Something to do with Anna Maria. Some mysterious gift she left behind. Though I’m torn with longing when I think of her, though I’d give up everything to have her back, here in the bed as she slept before, whimpering softly as she dreamed of home — though half of me feels nothing but sorrow and hunger, the other half is glad that we took her back. Proud that we took her back before we killed her. Proud, I suppose, that we didn’t kill her. Proud that we could give her up.
Not much to be proud of, is it?
I wish I could talk to Christopher.
Becky is placid, pink and round, with a little cap of soft brown hair, getting thicker now, ragged at the edges, sticking out like feathers.
When she was born she was practically bald. There was a sort of swirling pattern of dark hair on her red wrinkly scalp, and Phil looked at it and said it was like magnetised iron filings, but they weren’t filings, they were little threads of duck-down. When she was born she was incredibly tiny. Six pounds four ounces, the size of a bird, a chicken, perhaps, or a large pigeon, warm as the breast of a nesting bird. She was bird-boned, our darling little Becky, she lay light as a bird along Phil’s arm, her head in his hand, like an egg in an egg-cup, her tiny toy feet in the crook of his elbow.
The first time she heard her father’s voice she just stared at him, she looked amazed. She opened her tiny toothless mouth, opened her blue eyes very wide and stared. We’d talked to her all through pregnancy, so she knew his voice already, you see. The only other person she stared at was me. We were her parents. She was our daughter. We all belonged. We belonged to each other. I’d never felt — what do I mean? I’d never ever felt complete before. Completely at home. And at home in the world.

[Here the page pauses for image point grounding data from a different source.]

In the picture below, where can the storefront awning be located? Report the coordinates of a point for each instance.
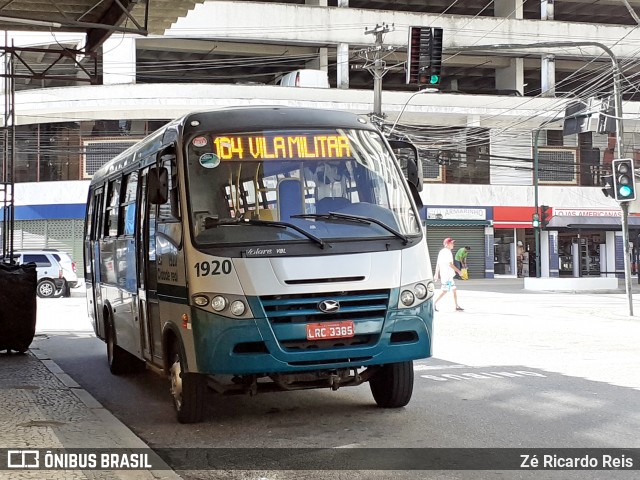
(584, 222)
(457, 223)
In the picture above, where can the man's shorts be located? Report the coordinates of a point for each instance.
(449, 285)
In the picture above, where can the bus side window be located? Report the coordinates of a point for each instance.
(128, 205)
(111, 215)
(171, 210)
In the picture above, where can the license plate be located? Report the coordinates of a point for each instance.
(329, 330)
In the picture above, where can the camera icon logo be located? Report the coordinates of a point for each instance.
(23, 459)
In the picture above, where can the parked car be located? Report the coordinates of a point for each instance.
(56, 271)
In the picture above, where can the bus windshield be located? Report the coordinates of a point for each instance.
(296, 185)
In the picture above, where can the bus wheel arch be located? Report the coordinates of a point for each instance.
(188, 390)
(120, 361)
(392, 384)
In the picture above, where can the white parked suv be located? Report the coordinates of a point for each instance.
(56, 271)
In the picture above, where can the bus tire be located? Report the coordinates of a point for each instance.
(188, 390)
(46, 289)
(120, 361)
(392, 385)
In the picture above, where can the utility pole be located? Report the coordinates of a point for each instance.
(379, 67)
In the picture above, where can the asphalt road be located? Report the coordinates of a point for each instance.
(514, 370)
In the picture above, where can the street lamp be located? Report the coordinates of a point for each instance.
(424, 90)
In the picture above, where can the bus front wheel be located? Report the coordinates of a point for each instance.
(120, 361)
(392, 385)
(187, 389)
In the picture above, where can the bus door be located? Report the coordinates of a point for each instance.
(95, 259)
(148, 307)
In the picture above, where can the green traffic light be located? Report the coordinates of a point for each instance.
(625, 191)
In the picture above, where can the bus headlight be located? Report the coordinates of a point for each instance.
(416, 293)
(420, 291)
(237, 308)
(201, 300)
(219, 303)
(407, 298)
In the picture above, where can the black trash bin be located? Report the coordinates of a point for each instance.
(17, 306)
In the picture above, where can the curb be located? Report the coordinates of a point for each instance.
(119, 429)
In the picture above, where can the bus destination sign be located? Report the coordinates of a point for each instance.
(282, 147)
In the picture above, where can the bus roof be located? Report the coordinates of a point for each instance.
(230, 120)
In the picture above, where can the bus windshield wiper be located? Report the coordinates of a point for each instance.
(353, 218)
(267, 223)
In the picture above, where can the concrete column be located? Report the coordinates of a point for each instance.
(322, 62)
(546, 10)
(548, 75)
(489, 254)
(554, 257)
(545, 270)
(511, 77)
(508, 9)
(342, 60)
(119, 60)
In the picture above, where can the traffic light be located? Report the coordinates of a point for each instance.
(545, 215)
(424, 56)
(607, 185)
(624, 185)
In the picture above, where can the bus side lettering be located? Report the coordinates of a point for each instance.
(215, 267)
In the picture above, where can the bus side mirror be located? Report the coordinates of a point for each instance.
(407, 155)
(158, 185)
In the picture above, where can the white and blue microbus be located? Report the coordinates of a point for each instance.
(261, 248)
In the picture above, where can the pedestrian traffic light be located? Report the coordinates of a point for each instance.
(607, 186)
(424, 56)
(624, 185)
(545, 215)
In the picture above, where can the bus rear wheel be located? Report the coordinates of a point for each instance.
(392, 385)
(187, 389)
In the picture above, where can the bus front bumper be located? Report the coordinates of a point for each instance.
(226, 346)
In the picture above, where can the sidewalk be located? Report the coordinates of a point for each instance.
(42, 407)
(516, 285)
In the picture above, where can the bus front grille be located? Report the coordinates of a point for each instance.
(307, 308)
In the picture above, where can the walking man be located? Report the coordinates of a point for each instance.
(445, 271)
(461, 259)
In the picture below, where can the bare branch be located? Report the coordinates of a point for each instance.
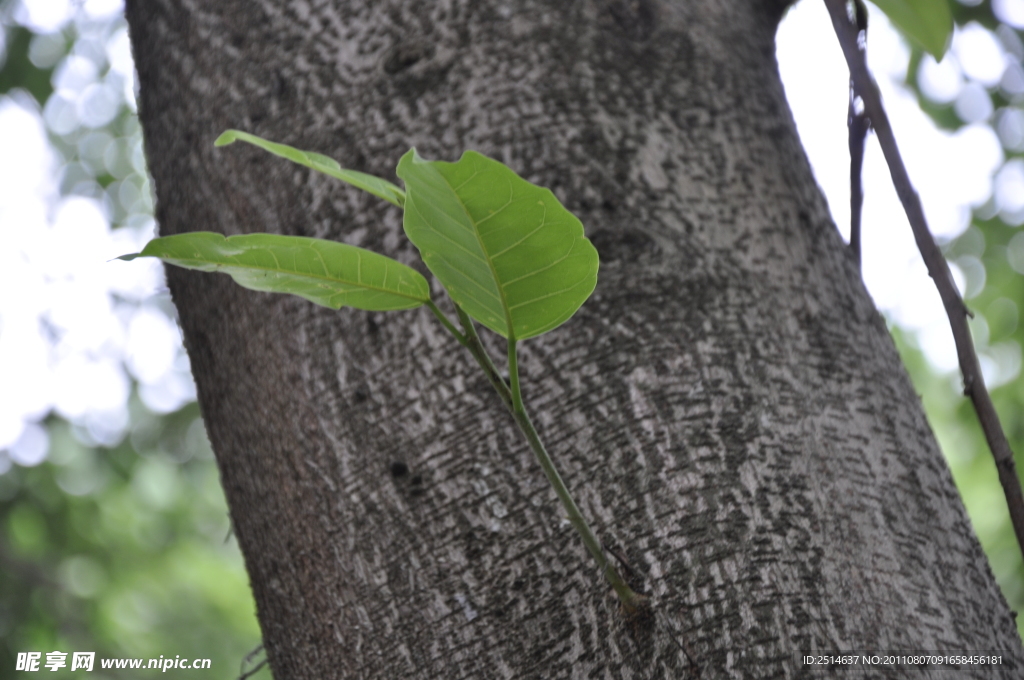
(974, 383)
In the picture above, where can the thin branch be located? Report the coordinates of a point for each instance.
(858, 125)
(974, 382)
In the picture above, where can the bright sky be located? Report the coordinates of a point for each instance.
(75, 326)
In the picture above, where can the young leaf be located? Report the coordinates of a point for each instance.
(379, 187)
(507, 251)
(330, 273)
(928, 23)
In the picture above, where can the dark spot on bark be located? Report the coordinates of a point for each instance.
(636, 19)
(627, 245)
(281, 87)
(372, 325)
(404, 54)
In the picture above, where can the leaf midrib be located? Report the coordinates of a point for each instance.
(310, 275)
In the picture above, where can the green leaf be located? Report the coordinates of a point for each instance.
(927, 23)
(507, 251)
(330, 273)
(379, 187)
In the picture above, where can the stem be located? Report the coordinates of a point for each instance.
(512, 397)
(630, 599)
(475, 348)
(443, 320)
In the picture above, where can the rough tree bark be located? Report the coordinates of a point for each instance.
(728, 408)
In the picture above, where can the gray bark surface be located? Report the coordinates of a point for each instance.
(728, 408)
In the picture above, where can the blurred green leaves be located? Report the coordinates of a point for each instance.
(927, 23)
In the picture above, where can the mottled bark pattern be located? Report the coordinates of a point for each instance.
(728, 408)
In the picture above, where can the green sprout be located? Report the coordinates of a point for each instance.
(507, 252)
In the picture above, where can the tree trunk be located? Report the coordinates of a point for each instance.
(728, 408)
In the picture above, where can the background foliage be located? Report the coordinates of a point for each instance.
(114, 533)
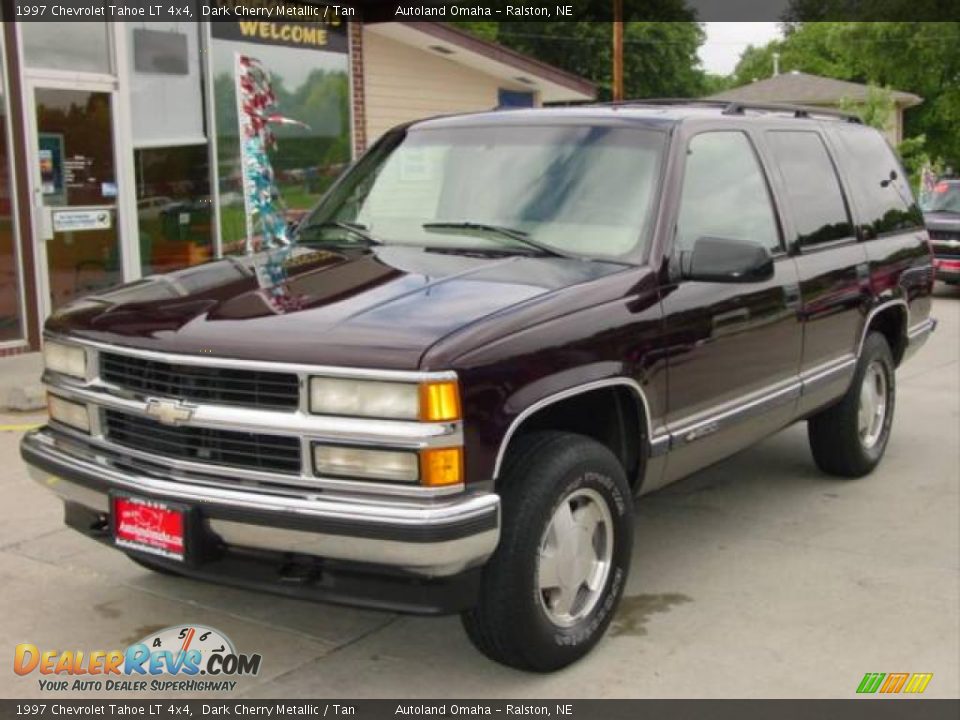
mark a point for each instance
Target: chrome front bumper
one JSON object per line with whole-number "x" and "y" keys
{"x": 429, "y": 537}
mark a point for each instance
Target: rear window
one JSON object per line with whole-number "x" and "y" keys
{"x": 816, "y": 199}
{"x": 878, "y": 184}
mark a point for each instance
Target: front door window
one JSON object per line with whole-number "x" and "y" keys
{"x": 77, "y": 192}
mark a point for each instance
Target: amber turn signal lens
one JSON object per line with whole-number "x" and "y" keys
{"x": 441, "y": 466}
{"x": 439, "y": 401}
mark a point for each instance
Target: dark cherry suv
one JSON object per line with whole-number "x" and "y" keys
{"x": 492, "y": 334}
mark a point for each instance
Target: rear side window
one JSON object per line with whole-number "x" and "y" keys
{"x": 725, "y": 193}
{"x": 813, "y": 189}
{"x": 880, "y": 190}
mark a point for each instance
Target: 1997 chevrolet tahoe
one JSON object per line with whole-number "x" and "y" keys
{"x": 496, "y": 330}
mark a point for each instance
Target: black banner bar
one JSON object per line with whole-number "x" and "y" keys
{"x": 329, "y": 11}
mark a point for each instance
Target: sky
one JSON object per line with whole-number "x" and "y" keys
{"x": 725, "y": 42}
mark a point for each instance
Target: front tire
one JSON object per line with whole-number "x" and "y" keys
{"x": 849, "y": 438}
{"x": 551, "y": 588}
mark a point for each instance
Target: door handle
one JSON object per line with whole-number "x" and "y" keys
{"x": 791, "y": 296}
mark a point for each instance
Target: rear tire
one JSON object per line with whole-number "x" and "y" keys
{"x": 848, "y": 439}
{"x": 551, "y": 588}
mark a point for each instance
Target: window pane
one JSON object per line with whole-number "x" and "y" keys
{"x": 173, "y": 207}
{"x": 724, "y": 193}
{"x": 883, "y": 197}
{"x": 11, "y": 319}
{"x": 166, "y": 95}
{"x": 313, "y": 87}
{"x": 812, "y": 187}
{"x": 76, "y": 46}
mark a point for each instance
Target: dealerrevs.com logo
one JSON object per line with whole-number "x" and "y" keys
{"x": 181, "y": 658}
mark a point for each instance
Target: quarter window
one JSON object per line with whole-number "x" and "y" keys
{"x": 724, "y": 193}
{"x": 819, "y": 212}
{"x": 883, "y": 197}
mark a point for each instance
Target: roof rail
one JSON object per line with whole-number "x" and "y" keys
{"x": 739, "y": 107}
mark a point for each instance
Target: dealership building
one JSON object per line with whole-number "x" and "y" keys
{"x": 119, "y": 148}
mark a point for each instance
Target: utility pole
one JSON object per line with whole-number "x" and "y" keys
{"x": 617, "y": 50}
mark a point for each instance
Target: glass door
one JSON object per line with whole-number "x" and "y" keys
{"x": 75, "y": 190}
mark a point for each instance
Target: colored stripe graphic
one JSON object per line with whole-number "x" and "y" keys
{"x": 918, "y": 682}
{"x": 894, "y": 682}
{"x": 871, "y": 682}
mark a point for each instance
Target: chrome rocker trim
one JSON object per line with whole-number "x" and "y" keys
{"x": 432, "y": 537}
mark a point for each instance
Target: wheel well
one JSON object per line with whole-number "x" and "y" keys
{"x": 891, "y": 322}
{"x": 613, "y": 416}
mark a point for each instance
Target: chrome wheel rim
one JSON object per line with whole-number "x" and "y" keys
{"x": 576, "y": 552}
{"x": 873, "y": 405}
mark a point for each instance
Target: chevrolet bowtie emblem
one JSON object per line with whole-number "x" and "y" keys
{"x": 169, "y": 412}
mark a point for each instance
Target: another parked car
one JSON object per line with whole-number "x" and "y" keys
{"x": 497, "y": 331}
{"x": 941, "y": 211}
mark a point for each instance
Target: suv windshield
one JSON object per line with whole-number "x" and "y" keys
{"x": 544, "y": 190}
{"x": 944, "y": 198}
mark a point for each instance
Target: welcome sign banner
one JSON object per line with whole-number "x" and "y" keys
{"x": 273, "y": 22}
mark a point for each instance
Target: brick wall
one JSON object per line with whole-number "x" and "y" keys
{"x": 359, "y": 94}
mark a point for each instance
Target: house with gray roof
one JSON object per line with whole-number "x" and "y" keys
{"x": 798, "y": 88}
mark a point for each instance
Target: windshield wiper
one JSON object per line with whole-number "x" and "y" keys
{"x": 517, "y": 235}
{"x": 360, "y": 231}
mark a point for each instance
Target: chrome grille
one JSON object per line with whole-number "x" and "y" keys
{"x": 221, "y": 386}
{"x": 255, "y": 451}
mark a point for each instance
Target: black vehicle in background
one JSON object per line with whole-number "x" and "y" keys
{"x": 941, "y": 212}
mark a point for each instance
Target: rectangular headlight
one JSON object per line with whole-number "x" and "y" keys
{"x": 360, "y": 463}
{"x": 66, "y": 359}
{"x": 69, "y": 413}
{"x": 429, "y": 401}
{"x": 364, "y": 398}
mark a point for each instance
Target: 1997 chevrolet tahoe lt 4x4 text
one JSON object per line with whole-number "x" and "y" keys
{"x": 495, "y": 331}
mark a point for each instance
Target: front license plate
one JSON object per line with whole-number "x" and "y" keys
{"x": 149, "y": 526}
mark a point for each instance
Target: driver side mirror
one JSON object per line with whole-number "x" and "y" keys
{"x": 724, "y": 260}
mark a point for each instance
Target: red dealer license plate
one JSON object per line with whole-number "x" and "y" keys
{"x": 149, "y": 526}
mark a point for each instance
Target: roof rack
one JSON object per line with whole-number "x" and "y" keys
{"x": 740, "y": 107}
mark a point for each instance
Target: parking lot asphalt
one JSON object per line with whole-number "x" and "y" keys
{"x": 759, "y": 577}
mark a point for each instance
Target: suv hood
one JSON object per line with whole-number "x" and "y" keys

Becky is six months old. I’ve kept her alive for six whole months! She seems so big and solid, now. She isn’t, actually, she’s normal weight, but I feel so proud of having helped her grow from that beaky little scrap to a dimpled baby with nice round cheeks and chubby wrists and ankles.
Those six months seemed full of incredible dramas, the biggest dramas of my whole life. Everything else in the past and future pales beside what I’ve just lived.